From The COO South East Asia
Malaysia has emerged as one of Renoir’s busiest markets the last 20 years with tremendous growth potential. That growth has strained supply chains, demanded investment against economic uncertainty, and created critical skill gaps in the workforce. Adding to the challenges, the regional and global competitions are at greater levels than ever.
However, 2015 ended as a gloomy year for Malaysia and its currency, Ringgit. A slump in the oil prices and political uncertainties, coupled with the weakening of the Asian market, the pressure of the downside remains going into 2016.Consumer sentiments are dampened, corporations are cutting back and GLCs are cautious. The question is, Will Malaysia continue to drop? Strengthen? Or stay flat? Globally, it is going to be a challenging environment.

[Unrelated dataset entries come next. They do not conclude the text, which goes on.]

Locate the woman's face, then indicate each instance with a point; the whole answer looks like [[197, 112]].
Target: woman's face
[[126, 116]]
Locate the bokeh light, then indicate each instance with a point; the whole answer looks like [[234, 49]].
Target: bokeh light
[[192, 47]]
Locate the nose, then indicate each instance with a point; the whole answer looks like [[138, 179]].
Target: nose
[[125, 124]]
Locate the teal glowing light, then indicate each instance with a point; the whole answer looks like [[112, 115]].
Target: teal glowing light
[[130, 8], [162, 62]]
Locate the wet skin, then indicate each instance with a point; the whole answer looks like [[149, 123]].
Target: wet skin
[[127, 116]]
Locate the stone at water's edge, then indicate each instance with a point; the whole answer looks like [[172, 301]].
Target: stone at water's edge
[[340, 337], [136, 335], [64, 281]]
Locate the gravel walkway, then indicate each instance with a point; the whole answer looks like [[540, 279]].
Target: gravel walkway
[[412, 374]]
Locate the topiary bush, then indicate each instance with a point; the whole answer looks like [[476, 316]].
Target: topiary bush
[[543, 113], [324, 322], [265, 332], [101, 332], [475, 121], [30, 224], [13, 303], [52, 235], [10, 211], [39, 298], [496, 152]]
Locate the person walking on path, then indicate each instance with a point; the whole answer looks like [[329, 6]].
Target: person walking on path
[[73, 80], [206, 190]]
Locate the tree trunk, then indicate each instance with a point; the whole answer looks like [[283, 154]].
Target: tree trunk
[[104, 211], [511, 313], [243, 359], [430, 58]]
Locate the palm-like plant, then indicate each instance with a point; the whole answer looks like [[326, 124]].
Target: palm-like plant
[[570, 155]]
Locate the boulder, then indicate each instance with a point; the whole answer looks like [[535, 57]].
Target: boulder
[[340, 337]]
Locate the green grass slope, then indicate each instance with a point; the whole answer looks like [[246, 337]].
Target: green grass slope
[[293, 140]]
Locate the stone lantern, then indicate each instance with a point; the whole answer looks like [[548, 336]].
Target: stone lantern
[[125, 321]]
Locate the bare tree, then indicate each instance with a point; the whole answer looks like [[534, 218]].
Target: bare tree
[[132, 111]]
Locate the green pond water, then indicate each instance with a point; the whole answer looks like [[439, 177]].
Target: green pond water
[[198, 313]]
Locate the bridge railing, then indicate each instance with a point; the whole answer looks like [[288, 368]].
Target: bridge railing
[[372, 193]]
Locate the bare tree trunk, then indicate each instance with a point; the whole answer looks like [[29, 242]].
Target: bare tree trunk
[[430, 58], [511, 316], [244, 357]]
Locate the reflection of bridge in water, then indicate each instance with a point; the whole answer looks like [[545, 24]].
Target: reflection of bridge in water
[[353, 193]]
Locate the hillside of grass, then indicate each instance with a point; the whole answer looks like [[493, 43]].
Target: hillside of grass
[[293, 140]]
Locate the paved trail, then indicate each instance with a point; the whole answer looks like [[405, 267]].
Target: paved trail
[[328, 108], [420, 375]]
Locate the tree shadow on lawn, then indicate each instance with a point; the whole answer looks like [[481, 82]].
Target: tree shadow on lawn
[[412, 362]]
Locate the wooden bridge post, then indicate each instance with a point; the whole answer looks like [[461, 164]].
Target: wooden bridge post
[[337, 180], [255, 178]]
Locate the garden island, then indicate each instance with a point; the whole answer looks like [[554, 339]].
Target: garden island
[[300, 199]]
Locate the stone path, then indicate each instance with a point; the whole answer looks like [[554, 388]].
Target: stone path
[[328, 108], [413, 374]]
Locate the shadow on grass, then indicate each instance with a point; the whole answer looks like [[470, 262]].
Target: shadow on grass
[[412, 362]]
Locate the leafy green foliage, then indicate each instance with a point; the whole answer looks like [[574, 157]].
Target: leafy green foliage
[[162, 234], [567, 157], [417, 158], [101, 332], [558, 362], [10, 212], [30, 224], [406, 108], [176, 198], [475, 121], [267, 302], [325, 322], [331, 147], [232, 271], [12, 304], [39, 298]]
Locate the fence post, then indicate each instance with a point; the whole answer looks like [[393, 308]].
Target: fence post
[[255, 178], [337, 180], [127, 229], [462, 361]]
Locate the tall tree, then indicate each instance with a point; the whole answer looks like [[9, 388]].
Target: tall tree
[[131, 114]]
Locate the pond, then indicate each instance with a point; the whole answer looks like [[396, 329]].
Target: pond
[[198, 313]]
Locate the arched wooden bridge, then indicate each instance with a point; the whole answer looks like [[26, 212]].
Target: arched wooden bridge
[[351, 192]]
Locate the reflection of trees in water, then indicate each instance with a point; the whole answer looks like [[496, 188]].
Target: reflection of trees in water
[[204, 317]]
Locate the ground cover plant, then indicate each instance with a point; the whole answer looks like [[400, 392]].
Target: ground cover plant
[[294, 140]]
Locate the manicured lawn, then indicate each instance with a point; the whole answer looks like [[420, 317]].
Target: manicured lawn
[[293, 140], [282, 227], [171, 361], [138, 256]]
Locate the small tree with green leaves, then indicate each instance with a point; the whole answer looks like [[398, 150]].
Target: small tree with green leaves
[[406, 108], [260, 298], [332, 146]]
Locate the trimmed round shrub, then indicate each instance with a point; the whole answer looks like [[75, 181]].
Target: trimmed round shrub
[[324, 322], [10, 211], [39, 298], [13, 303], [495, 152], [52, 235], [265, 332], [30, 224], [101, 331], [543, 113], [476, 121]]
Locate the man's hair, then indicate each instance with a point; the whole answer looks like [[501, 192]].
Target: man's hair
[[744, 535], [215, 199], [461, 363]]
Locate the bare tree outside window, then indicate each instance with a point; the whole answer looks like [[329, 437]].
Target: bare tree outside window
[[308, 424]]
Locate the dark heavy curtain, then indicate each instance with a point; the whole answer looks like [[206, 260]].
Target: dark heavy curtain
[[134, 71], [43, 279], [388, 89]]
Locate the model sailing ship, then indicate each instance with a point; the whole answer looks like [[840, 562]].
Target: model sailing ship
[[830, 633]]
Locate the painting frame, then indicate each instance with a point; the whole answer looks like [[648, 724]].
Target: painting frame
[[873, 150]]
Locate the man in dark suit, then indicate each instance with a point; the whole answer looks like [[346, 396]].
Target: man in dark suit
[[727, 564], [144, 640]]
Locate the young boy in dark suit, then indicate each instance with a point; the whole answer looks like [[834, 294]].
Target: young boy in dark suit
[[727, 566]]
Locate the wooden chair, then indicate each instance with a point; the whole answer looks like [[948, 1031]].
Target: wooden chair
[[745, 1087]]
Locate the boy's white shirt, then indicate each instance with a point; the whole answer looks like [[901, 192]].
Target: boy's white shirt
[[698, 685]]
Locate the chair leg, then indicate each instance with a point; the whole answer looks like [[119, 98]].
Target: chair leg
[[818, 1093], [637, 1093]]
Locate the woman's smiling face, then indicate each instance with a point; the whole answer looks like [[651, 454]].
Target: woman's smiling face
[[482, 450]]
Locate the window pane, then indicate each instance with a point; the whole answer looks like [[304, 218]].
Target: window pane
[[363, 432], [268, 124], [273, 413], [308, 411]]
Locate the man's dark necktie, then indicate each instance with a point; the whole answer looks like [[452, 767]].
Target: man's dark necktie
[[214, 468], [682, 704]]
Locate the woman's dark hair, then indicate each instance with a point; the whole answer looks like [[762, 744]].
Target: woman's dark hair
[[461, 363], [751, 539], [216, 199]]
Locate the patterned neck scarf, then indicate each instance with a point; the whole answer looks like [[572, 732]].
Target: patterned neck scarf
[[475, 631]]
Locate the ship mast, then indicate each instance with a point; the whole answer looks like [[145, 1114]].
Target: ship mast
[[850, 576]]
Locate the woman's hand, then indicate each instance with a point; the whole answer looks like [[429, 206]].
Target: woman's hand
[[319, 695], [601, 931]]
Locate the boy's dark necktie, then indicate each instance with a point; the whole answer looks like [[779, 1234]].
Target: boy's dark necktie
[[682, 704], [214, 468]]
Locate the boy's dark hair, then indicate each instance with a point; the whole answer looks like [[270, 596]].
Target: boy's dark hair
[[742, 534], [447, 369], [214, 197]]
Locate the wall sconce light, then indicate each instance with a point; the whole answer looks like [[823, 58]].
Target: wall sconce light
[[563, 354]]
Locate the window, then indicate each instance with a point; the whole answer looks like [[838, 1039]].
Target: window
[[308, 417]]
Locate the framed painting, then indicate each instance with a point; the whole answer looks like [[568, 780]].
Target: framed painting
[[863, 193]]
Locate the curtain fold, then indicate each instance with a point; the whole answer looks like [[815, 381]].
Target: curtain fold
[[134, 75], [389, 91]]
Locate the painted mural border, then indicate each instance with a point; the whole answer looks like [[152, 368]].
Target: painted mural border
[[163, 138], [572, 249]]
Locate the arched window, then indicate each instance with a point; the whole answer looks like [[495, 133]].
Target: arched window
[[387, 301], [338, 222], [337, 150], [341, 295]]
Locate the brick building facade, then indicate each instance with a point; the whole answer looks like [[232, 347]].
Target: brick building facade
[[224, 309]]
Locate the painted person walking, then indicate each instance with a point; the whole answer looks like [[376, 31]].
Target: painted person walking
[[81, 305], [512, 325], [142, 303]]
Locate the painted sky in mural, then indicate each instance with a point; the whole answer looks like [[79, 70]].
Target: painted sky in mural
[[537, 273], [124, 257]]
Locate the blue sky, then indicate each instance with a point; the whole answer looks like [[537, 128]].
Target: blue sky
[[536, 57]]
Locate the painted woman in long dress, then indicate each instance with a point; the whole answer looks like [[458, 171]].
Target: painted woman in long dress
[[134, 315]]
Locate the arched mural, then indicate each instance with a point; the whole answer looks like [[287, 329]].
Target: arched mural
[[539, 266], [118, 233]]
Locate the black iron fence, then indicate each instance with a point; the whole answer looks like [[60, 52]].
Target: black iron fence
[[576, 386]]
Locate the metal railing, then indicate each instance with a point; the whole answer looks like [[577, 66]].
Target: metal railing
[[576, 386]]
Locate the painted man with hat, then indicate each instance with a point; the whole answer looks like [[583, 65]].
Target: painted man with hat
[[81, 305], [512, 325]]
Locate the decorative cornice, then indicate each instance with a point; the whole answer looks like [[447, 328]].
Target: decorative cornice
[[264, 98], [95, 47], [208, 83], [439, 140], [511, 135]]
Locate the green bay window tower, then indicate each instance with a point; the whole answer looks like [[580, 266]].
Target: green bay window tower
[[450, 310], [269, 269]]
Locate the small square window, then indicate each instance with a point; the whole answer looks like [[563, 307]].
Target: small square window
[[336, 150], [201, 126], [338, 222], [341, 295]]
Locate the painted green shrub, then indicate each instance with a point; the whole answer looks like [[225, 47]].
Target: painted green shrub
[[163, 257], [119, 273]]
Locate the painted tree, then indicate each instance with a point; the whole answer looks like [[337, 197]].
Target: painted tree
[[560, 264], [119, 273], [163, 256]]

There is, however, good news. While oil-related exports decline significantly, non-oil exports are expected to held up and should continue to see decent earnings growth at the back of weak Ringgit. The government remains committed in transport infrastructure spending as well as supporting the affordable housing developments projects. Medical tourism may emerge as a direct beneficiary as the weakening Ringgit provides a cheaper option for medical tourists to obtain high-quality medical treatments in here. Within this environment we consistently delight our Malaysian clients, usually by delivering more benefits than we committed. We plan the achievable, but if necessary, we will provide the required resource to ensure success.